Davis was among many members in both Independence and Raytown who paid their last visits to their respective branches Friday.
Both facilities were scheduled to be shut down permanently as YMCA of Greater Kansas City officials go forward with their plan, announced last month, to build a new downtown facility while closing three “challenged” branches in Raytown, Independence and downtown Kansas City, Kan.
At the Raytown branch, 10301 E. Missouri 350, members visited, helped themselves to a potluck buffet and read personal memories of the branch, many written by children, posted on a wall.
At the Independence branch, 14001 E. 32nd St., members visited but also were greeted by about 25 demonstrators, waving protest signs and venting their frustrations outside the building.
“The YMCA is turning its back on the whole eastern Jackson County corridor,” said Kathlene Kech Meyer of Independence, who first joined the branch when it opened in the mid-1960s.
Trish Gillette of Independence, a mother of four with a fifth child on the way, credited the branch’s staff for helping her with post-partum depression and for keeping her active during her current pregnancy.
But she was angered, she added, by advice that she now use the YMCA branch in Blue Springs.
“I’ve done the math,” Gillette said. “Driving to Blue Springs will cost my family an additional $780 a year in driving costs.
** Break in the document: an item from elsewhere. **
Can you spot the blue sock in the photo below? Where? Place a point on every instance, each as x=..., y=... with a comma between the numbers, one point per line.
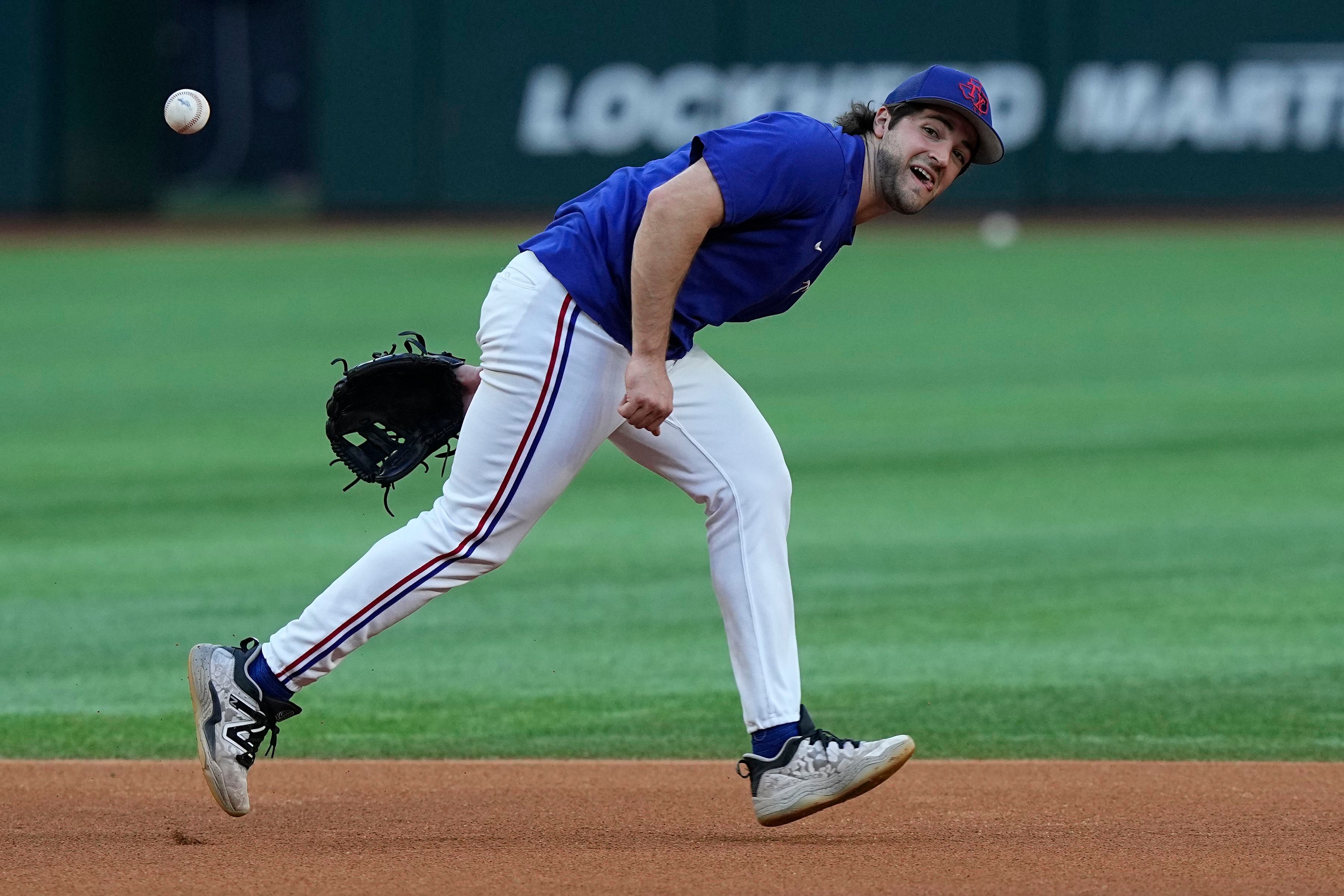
x=768, y=742
x=261, y=673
My husband gets a raise and it all goes for gasoline.”
Since the organization’s announcement, Unified Government officials have stepped forward with a plan to keep the downtown Kansas City, Kan., facility open.
But no last-minute reprieves were in place Friday for the other two locations.
YMCA officials have met with Raytown and Independence representatives, but city officials have said a variety of factors, including significant costs in addressing deferred maintenance, have complicated efforts to keep the buildings open.
A YMCA spokeswoman said Friday that the organization recognized that the closings represented “challenging decisions.”
She added that more than one-third of all members from both closing branches had transferred memberships to a neighboring YMCA.
“We continue to work to balance the financial realities of the organization with our mission to serve the community,” said Paula Oxler.
In Raytown on Friday, several members described emotions ranging from sadness to resentment.
“This has been my happy place,” said Mary Alice Kelly, a branch member for 14 years. “If I was upset about something going on in my life, I would always leave here feeling better.
“But the last five weeks I haven’t felt that way.”
Nancy Young, Raytown High School girls swimming and diving coach, said YMCA officials had “mismanaged and neglected Raytown.” The Raytown branch, she added, was built on donated land and constructed in part with community donations.
“Now the YMCA is pulling out of the community that needs it,” said Young. “I’m angry.”